Use of a low-fluence 1064 nm Q-switched Nd:YAG laser in the treatment of axillary hyperpigmentation is safe and effective in patients with darker skin type.

Post inflammatory hyperpigmentation (PIH) is an acquired hyper-melanosis typically arising following inflammatory lesions. It is one of the most common dermatologic complaints, which may develop in all skin types, however, higher prevalence is seen in patients with Fitzpatrick skin types IV-VI.

The etiology underlying PIH can either be an exogenous source (allergy, irritation, contact dermatitis, dermabrasion, laser therapy or burns), an endogenous factor (primary inflammatory or bullous dermatosis) or even induced by an infectious agent such as herpes zoster virus infection. Morphologic pattern and degree of pigmentation vary depending on causative factors and melanin distribution in the epidermis, dermis or both.1,2,3

IH typically manifests as macules or patches in the same distribution in previous areas of inflammation, which can be classified as two clinical forms: epidermal and/or dermal. In epidermal PIH, melanocytes are activated, and release melanin resulting in tan brown or dark brown appearance and may take months to years to resolve. Dermal PIH includes activation of basal keratinocytes, which also release melanin, and present as dark brown to blue-grey discoloration that may either be permanent or resolve over an extended period of time if not treated.

Differentiating between the two is difficult, and PIH is probably a result of the combination of both epidermal and dermal lesions.4 The degree of PIH varies depending on the etiological factors, skin type or “chromatic tendency” as well as exposure to UV light, certain medications and cutaneous injuries (trauma or even shaving).1,2,5,6 The discoloration is determined by the distribution and depth of pigment within the skin layers.
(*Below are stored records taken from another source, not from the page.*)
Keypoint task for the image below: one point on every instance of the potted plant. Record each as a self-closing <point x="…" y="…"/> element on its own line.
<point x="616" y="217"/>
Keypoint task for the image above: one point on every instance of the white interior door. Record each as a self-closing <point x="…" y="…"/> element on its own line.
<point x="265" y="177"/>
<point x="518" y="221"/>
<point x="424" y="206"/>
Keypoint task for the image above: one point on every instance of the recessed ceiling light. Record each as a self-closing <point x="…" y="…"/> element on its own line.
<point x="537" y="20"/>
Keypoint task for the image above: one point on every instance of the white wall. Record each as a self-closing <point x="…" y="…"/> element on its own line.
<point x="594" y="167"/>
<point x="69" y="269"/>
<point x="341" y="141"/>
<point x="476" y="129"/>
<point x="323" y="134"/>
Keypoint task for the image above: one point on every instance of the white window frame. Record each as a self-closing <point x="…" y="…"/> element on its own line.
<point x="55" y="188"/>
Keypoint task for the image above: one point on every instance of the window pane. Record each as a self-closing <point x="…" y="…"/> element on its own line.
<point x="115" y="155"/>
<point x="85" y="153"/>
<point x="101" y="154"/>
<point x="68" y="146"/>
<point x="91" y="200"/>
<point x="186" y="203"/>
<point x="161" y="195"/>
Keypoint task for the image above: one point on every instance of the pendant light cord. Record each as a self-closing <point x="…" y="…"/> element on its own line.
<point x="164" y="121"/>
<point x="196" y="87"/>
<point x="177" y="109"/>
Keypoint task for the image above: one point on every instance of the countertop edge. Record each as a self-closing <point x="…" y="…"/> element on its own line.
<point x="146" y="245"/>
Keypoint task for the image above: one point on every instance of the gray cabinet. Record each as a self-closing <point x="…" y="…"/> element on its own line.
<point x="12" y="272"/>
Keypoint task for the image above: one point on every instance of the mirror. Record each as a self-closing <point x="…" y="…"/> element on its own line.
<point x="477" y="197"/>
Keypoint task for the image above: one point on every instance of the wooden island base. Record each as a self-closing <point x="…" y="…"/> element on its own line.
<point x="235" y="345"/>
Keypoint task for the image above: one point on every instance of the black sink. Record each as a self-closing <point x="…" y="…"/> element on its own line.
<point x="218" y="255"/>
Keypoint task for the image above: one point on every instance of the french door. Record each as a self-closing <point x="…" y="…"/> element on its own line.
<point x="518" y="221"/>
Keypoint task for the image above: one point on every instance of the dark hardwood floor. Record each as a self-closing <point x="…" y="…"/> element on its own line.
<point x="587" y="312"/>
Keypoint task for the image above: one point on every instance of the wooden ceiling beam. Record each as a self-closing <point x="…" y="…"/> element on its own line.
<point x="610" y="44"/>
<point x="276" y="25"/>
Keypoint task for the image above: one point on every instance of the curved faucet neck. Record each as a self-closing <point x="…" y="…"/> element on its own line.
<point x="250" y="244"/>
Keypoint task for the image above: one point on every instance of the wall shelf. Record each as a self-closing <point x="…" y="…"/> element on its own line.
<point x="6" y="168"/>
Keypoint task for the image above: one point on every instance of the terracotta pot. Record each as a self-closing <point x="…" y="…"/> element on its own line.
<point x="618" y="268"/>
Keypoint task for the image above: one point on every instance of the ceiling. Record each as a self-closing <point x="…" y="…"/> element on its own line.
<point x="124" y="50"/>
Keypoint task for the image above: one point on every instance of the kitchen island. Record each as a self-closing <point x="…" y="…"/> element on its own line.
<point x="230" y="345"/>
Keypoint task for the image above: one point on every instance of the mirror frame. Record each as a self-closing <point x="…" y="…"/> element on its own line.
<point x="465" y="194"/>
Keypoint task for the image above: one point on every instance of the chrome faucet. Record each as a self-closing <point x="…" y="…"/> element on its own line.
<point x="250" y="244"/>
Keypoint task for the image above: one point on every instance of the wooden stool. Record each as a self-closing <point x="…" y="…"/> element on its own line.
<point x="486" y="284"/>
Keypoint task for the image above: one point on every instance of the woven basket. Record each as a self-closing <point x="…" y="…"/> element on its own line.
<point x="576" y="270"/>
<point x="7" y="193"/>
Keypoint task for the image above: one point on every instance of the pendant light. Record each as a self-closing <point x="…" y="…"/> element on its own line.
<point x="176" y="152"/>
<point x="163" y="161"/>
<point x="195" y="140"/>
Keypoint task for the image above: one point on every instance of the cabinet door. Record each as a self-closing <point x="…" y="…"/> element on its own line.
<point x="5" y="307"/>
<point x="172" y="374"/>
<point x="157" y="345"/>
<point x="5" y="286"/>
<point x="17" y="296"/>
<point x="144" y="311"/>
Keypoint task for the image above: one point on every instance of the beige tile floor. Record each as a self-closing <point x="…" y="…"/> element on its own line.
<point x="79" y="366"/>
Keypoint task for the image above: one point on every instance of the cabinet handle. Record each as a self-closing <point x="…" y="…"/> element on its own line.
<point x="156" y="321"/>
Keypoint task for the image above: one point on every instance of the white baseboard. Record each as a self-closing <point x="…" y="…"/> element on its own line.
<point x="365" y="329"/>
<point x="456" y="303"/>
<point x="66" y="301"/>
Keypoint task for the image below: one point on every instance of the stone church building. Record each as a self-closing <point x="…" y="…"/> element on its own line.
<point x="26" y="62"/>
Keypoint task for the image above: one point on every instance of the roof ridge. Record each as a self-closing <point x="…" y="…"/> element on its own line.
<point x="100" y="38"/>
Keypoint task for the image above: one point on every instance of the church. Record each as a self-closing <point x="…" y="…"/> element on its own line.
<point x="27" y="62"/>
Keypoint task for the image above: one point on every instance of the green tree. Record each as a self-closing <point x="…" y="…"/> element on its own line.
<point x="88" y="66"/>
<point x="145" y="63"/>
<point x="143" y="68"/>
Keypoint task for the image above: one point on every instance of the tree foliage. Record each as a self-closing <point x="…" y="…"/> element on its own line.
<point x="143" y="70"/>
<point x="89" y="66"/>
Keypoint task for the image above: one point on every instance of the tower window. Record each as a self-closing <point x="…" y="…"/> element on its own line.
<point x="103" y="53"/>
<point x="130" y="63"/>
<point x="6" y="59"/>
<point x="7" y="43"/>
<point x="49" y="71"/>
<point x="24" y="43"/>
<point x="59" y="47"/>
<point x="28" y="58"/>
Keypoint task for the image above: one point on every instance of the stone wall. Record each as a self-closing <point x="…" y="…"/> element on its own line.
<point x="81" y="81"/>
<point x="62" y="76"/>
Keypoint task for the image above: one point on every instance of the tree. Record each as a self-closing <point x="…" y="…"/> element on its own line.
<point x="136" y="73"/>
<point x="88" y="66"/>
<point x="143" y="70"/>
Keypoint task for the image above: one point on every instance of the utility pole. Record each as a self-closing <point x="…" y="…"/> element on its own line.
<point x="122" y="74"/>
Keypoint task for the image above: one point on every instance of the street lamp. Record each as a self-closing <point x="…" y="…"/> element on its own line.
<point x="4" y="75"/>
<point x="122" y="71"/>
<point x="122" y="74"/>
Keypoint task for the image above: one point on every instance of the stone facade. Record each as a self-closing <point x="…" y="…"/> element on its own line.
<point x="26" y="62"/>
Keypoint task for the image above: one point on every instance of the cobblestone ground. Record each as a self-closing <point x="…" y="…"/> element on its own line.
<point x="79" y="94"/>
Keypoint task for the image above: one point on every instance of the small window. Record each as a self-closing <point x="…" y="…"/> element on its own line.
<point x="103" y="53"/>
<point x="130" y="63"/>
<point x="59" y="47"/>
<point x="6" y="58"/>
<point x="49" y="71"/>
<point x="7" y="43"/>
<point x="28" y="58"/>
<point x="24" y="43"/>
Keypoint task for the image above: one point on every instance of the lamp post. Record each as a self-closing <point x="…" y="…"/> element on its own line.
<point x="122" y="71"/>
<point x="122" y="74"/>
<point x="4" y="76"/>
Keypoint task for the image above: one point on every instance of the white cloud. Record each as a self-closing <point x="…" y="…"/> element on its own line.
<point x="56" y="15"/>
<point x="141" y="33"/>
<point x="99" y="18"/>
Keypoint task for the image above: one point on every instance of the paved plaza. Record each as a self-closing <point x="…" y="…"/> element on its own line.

The pathogenesis of PIH is often related to an increase in melanin synthesis and/or irregular pigment dispersion resulting from cutaneous inflammation. It is considered the end result of: melanocyte proliferation, melanin synthesis and increased activation of tyrosinase coupled with transfer of melanosomes to neighboring keratinocytes. Although the exact mechanism is not yet fully understood, the rise in melanocyte activity and proliferation has been known to be stimulated by inflammatory mediators such as reactive oxygen species, prostaglandins and leukotrienes.1,5

Axillary hyperpigmentation is a frequent dermatological complaint, characterized by dermal and epidermal PIH mainly associated with women of darker skin types. Etiological theory associates axillary hyperpigmentation of a form of post inflammatory hyperpigmentation due to continuous irritation due to hair removal, cleansing, tight cloths, or innate darkening from genetic related factors.11

The purpose of this case study was to evaluate the efficacy of a 1064nm nanosecond QS Nd:YAG laser in the treatment of axillary PIH in Filipino women with Fitzpatrick skin types IV-V.